Monday, January 25, 2010
Should the Senate Be Apportioned Based on Population?
I love maps, even (especially) those of fake places. So I encourage anyone to click through to James Fallows's blog for a larger version of what the United States would look like if the 50 states were redistributed into 50 entities of equal population (a bit over 5,000,000 people each.)More here and here.
Some scattered thoughts:
1)I am squinting and can't figure out if Allentown would be in Philadelphia or Susquehanna. If anyone is better at reading tiny maps than me, please comment and tell me.
2)I understand that, as someone whose friends mostly align with Team Red, I am supposed to hate this proposal. We are supposed to love the Electoral College, and liberals are supposed to hate it. As the Founders fretted, making NYC and the SF Bay separate cities would skew the political system in favor of city dwellers. We would thus disrupt the integrity of the yeoman farmer class or something.
Maybe; I am not so sure. It seems a bit arrogant -- and dare I say it, un-conservative -- to presume to know, for all time, the right way to balance the interests of different classes and different regions. Maybe city folk are more freedom-loving than they were in the 18th century. As my beloved Artist Formerly Known as Ilya has written in some ways the educated classes are most friendly to liberty. So, too, breaking up California so that the suburbs get more electoral votes might benefit Republicans. I'm also not really sure how reshuffling votes in the Rust Belt changes the electoral calculus. I defer to real experts here.

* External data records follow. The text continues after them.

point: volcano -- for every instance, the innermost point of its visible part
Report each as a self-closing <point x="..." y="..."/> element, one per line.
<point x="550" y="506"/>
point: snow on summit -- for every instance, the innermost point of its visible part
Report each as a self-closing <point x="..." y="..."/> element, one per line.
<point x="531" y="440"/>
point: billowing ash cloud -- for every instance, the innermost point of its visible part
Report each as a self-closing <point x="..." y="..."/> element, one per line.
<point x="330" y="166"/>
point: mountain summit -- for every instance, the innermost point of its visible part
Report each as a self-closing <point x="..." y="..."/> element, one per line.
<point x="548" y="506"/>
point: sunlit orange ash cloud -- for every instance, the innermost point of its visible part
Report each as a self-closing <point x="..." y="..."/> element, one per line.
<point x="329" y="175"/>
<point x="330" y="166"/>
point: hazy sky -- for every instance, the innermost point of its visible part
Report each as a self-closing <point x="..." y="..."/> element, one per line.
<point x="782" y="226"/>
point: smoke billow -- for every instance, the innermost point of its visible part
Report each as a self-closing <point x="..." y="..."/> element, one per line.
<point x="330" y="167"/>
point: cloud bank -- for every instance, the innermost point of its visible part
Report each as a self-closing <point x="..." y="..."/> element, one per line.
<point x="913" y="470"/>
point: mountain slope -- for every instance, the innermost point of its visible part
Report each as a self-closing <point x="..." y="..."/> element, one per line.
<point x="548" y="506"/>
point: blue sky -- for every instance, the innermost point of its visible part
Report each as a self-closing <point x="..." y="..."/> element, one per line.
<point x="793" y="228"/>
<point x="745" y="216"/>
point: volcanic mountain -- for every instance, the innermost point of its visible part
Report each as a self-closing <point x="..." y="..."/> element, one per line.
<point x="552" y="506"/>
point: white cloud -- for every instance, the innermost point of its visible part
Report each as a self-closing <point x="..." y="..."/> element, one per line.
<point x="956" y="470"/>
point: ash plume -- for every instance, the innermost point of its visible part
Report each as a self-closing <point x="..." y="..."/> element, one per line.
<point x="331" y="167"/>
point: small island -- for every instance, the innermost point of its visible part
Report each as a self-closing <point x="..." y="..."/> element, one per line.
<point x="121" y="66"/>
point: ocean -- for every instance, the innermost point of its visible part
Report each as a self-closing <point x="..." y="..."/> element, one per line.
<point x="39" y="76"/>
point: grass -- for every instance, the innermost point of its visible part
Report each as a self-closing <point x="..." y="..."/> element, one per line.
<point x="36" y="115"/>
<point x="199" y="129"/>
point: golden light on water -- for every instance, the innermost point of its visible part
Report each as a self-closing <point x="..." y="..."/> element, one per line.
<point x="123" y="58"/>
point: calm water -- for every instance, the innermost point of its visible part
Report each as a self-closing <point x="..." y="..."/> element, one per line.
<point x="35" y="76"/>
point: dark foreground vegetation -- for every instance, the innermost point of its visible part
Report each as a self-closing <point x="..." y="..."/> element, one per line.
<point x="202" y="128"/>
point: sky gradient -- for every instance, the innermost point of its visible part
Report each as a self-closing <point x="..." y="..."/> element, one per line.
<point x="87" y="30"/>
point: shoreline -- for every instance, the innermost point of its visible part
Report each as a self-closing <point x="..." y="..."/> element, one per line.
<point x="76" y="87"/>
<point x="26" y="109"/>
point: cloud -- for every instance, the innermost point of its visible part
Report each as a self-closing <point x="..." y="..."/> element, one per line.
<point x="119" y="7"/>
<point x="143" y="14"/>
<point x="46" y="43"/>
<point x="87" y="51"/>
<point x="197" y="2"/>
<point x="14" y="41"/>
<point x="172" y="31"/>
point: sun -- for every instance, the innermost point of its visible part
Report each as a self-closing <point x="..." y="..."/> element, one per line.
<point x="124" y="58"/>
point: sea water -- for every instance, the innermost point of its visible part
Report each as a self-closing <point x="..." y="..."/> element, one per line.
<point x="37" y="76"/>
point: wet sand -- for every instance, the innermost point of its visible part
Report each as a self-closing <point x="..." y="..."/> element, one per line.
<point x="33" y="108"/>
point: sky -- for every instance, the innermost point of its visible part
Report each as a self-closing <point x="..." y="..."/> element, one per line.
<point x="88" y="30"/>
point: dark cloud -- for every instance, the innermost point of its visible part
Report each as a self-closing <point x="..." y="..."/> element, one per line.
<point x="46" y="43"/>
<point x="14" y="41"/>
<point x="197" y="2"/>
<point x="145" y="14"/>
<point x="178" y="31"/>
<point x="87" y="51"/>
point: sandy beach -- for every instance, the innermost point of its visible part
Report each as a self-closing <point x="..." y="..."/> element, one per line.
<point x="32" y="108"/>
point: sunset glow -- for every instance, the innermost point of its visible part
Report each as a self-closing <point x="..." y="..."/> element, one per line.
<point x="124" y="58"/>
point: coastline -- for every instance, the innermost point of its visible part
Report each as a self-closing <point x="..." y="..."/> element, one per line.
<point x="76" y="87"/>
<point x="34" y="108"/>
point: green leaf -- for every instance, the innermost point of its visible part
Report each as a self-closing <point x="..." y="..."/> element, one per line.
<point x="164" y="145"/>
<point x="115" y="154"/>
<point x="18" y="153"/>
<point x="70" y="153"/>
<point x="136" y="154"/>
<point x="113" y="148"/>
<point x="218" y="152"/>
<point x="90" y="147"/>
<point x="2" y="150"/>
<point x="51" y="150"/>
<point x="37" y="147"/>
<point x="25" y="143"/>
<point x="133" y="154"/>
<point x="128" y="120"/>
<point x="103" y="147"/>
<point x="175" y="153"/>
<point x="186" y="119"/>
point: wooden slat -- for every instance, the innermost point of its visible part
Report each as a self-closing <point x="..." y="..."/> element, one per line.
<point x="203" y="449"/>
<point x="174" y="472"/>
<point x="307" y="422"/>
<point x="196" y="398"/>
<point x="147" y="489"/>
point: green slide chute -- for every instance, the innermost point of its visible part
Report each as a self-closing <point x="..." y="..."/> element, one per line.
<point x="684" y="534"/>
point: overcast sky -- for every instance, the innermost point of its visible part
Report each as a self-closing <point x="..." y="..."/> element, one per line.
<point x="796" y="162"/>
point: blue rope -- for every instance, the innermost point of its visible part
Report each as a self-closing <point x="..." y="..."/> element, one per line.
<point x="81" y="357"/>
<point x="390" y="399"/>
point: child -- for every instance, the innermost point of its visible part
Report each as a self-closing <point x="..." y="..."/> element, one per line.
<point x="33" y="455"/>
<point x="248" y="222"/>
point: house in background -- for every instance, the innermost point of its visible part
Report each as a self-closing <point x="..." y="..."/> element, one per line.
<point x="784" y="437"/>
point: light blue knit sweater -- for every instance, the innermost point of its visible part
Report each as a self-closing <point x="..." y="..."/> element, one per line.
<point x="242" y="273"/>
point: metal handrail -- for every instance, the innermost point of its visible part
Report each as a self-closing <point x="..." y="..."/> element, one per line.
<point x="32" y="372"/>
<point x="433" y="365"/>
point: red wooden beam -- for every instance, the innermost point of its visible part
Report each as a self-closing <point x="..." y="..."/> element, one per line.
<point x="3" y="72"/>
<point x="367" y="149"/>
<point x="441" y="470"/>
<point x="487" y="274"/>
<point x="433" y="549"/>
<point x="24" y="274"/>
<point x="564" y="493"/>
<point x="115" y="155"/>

3)For traditional American federalism to work, there must be states. Duh. But can federalism work if the states are not the same states for all time? Like, if the boundaries of the states were redrawn every 25 years -- as one of Yglesias's commenters suggests -- would it matter? What the commenter sees as a bug in the scheme, I see as a virtue -- if state governments have to disband every few years, they can't screw nearly as much up. (No Johnstown flood tax in place for 100 years!) On the other hand, would the lack of stable states make the central government all the more powerful?
4)Or is the real problem that there would be interest groups fighting for control of the redrawing process every 25 years or so? And that the new districts would be gerrymandered to meet their interests?
5) If interest groups were constantly fighting about state boundaries, would this be a less harmful use of their time than what they are doing now?
6)Some of the names of the new fake states are cool. Coronado! Allegheny! Pamlico! Tombigbee! I completely support any public policy that involves coming up with new place names that are better than the older ones. (I spent a lot of my childhood sitting around coming up with better names for places in my town than the ones that existed. This, again, is why I grew up to be not a Burkean.) Also, if officials are sitting around debating the merits of Susquehanna v. Lancaster v. Pennsyltucky for a given swath of the country, that's probably good -- it means they have less time to do things that are actively harmful.